Recent Music News admin on 04 Feb 2009 06:23 pm
Music Review: Joe Grushecky - American Babylon
When it comes to heartland rock, everyone's familiar with Bruce Springsteen, John Mellencamp, and Tom Petty. And rightfully so: between them, they've defined the sound of that genre over the past thirty years, cranking out classic album after classic album throughout their formidable careers. But they are just the ambassadors of a style that many other talented musicians have experimented with, most without anywhere near as much recognition as they deserve.

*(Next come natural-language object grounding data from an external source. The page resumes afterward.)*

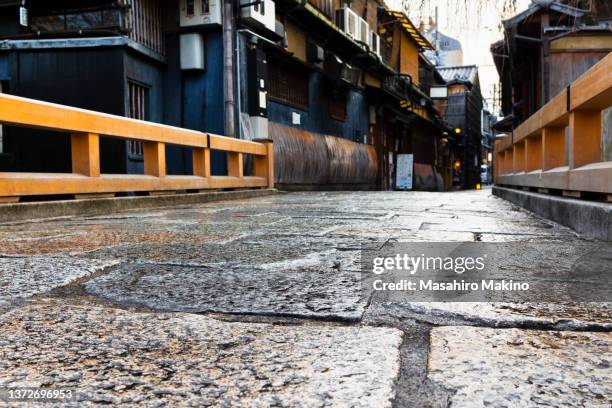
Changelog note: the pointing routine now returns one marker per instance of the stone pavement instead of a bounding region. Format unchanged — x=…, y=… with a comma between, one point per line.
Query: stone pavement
x=258, y=303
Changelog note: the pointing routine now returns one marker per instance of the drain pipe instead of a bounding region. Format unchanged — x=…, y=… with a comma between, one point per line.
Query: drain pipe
x=228, y=70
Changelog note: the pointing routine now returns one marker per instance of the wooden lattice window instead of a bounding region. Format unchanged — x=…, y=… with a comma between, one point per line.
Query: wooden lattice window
x=288, y=83
x=146, y=21
x=138, y=97
x=337, y=105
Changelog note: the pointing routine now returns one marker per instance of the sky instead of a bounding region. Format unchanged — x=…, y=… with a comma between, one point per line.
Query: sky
x=475, y=23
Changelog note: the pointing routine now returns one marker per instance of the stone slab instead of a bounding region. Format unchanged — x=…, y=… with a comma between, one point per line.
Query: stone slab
x=117, y=357
x=521, y=368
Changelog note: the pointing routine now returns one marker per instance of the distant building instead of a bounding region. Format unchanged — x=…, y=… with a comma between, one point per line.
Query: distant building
x=448, y=51
x=462, y=111
x=335, y=85
x=547, y=47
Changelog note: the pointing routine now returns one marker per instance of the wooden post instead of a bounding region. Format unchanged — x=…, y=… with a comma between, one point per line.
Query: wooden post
x=155, y=158
x=533, y=153
x=85, y=149
x=553, y=147
x=585, y=138
x=509, y=161
x=500, y=165
x=201, y=162
x=264, y=165
x=519, y=157
x=234, y=164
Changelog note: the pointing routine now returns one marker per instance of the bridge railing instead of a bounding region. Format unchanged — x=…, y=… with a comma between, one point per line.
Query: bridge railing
x=86, y=127
x=539, y=155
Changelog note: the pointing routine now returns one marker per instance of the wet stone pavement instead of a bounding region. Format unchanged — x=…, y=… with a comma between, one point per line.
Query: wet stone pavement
x=258, y=303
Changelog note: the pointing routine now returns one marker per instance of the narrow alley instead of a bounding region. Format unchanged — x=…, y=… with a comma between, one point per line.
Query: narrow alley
x=257, y=302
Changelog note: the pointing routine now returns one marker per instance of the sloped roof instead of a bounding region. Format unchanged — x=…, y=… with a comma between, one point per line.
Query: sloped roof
x=411, y=29
x=538, y=5
x=464, y=74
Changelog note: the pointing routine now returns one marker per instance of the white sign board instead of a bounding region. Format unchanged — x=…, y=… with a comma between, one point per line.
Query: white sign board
x=405, y=169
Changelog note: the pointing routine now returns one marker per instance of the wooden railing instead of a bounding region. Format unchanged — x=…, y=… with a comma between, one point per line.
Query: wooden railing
x=86, y=127
x=534, y=155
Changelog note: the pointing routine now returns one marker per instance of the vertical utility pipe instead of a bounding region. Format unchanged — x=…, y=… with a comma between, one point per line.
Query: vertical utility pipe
x=228, y=69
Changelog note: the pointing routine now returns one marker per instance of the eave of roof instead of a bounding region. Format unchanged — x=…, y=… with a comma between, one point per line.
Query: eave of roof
x=459, y=74
x=411, y=29
x=538, y=5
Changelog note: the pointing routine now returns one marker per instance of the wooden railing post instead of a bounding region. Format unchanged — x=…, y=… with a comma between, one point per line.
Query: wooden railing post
x=264, y=165
x=553, y=147
x=85, y=148
x=585, y=137
x=201, y=162
x=234, y=164
x=154, y=159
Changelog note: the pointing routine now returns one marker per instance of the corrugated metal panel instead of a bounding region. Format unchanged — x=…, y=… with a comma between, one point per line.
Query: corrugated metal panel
x=465, y=73
x=307, y=158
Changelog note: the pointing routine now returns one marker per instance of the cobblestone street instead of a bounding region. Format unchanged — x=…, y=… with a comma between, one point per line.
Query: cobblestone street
x=258, y=303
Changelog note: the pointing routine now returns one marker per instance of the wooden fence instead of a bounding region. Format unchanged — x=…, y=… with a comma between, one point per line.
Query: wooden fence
x=560, y=146
x=86, y=127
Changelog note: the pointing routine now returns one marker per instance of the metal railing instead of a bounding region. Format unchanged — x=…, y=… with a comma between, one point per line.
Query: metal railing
x=86, y=127
x=560, y=146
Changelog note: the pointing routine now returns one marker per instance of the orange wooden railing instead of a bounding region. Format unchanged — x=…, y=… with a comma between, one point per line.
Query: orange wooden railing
x=534, y=155
x=86, y=127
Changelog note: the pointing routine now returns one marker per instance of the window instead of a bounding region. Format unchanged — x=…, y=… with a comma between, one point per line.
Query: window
x=205, y=6
x=337, y=105
x=138, y=96
x=190, y=7
x=288, y=83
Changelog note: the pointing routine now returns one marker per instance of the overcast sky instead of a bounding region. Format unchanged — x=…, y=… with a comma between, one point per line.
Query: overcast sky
x=475, y=23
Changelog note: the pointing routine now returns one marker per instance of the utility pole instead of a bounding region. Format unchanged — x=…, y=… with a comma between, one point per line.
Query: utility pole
x=228, y=69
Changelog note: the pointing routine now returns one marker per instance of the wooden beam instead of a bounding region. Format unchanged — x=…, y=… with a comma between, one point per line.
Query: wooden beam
x=553, y=147
x=85, y=148
x=154, y=159
x=229, y=144
x=585, y=138
x=533, y=153
x=201, y=162
x=234, y=164
x=18, y=111
x=593, y=90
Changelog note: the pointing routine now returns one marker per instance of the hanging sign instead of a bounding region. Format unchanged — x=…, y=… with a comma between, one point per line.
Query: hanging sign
x=405, y=170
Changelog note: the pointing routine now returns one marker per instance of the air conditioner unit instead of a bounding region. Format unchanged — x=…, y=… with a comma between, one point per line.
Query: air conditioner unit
x=259, y=15
x=200, y=13
x=348, y=21
x=364, y=31
x=350, y=74
x=375, y=43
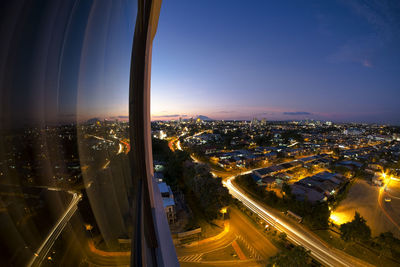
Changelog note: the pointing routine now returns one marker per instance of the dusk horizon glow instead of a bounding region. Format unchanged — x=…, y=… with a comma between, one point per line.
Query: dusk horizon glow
x=334, y=61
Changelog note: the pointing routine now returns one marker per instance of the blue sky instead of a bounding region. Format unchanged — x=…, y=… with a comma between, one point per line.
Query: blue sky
x=333, y=60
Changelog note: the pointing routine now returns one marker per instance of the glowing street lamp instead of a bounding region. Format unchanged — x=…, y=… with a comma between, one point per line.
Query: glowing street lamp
x=223, y=211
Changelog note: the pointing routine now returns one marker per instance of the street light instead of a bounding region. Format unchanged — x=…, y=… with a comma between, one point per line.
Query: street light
x=223, y=211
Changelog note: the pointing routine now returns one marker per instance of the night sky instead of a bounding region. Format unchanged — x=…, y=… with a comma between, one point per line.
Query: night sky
x=279, y=60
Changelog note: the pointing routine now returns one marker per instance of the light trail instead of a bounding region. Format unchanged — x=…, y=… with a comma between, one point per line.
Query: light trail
x=47, y=244
x=121, y=149
x=318, y=250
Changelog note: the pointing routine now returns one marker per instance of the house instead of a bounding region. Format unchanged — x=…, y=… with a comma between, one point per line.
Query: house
x=168, y=202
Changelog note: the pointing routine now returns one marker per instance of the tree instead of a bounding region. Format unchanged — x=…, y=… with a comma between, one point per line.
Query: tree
x=286, y=189
x=356, y=230
x=296, y=257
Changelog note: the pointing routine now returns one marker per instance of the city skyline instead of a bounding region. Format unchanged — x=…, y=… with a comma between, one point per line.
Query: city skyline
x=329, y=61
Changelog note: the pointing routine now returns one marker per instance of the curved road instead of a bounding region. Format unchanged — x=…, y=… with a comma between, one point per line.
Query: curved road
x=42, y=251
x=320, y=251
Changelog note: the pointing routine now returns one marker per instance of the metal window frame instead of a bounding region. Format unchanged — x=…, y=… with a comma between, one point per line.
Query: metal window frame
x=151, y=241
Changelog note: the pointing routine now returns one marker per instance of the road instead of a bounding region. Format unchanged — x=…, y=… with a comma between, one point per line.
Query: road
x=42, y=251
x=258, y=248
x=296, y=234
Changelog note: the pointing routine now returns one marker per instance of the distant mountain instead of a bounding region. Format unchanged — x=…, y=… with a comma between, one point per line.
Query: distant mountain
x=203, y=118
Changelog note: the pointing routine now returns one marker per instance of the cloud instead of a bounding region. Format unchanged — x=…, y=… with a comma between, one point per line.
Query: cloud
x=168, y=116
x=297, y=113
x=359, y=50
x=383, y=17
x=225, y=111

Joe Grushecky is one such man: despite having garnered considerable critical acclaim, a devoted fanbase, and having close ties with Springsteen - the men are good friends and have performed and written with each other - he remains a relatively obscure name in the rock world. It's unfortunate, as his greatest albums can stand up with the best of any superstar you wish to name.
American Babylon is unquestionably one such great album. Recorded with his in-house band The Houserockers - think the E Street Band, with less sax and piano - in 1995, the same year Springsteen released his acoustic The Ghost of Tom Joad, Grushecky took the listener back to the classic heartland rock sound that Bruce hadn't really experimented with since a decade prior, on Born in the USA. The songs weren't as epic in scope, or as majestic in orchestration, as those on, say Born to Run, but they were honest-to-goodness, working-class rock songs - a commodity that had been in increasingly limited supply throughout the early '90s.

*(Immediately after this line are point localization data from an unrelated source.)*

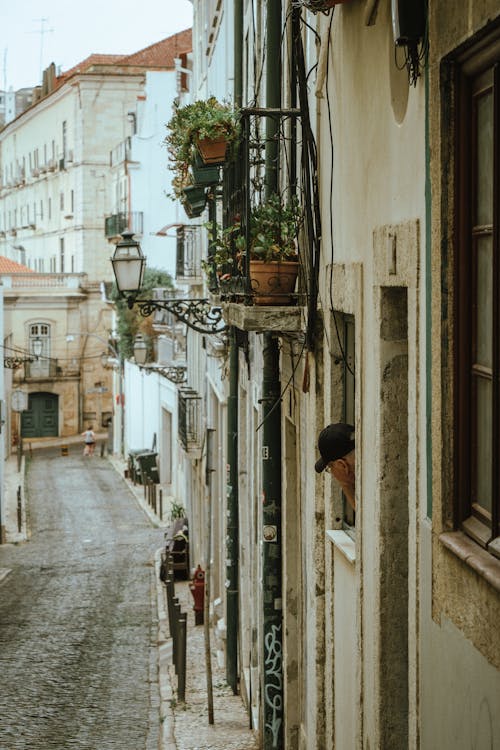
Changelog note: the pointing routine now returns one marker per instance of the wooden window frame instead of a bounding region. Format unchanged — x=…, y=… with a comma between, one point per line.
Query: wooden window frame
x=474, y=63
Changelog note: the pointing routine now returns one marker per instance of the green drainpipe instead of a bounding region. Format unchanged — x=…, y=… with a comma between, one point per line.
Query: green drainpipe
x=232, y=530
x=272, y=637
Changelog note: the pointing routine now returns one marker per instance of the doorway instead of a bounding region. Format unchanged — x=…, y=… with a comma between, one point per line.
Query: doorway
x=41, y=417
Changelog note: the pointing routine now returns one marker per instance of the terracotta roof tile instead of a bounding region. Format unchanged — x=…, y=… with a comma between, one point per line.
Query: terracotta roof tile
x=158, y=55
x=161, y=54
x=10, y=266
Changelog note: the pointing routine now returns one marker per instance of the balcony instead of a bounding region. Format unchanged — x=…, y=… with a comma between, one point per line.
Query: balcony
x=188, y=264
x=121, y=153
x=259, y=289
x=189, y=416
x=115, y=224
x=45, y=367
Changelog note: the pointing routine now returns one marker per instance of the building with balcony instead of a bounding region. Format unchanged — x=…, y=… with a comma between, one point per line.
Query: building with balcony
x=140, y=178
x=58, y=161
x=373, y=626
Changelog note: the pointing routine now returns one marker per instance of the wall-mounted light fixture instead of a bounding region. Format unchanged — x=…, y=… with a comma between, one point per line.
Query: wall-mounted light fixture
x=128, y=266
x=15, y=361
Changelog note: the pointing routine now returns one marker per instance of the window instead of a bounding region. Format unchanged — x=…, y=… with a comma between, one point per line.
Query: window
x=477, y=295
x=346, y=332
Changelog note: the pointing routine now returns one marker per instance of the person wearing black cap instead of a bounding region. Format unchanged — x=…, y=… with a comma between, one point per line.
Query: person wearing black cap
x=336, y=447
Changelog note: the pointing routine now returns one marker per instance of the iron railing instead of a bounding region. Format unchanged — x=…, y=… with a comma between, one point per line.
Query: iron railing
x=45, y=367
x=189, y=416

The album straddles the personal and political, like so many of the great albums. Acerbic, anti-capitalist opener "Dark and Bloody Ground" - in which Grushecky skewers those responsible for the plight of the Native Americans ("If Jesus was born in Kentucky, they'd've made him pay for nails [..] they pay you off in company scrip / and your life, it don't mean shit").
Yet it fades in to one of the most poignant "lost love" songs you'll ever hear, "Chain Smokin'", as Joe uses a series of simple conceits to indicate just how downtrodden he is - "since you went away, I can stay out, however late I want, I can watch all my favorite programs on TV" - before conceding that he still wishes to God that she "was here to bother me".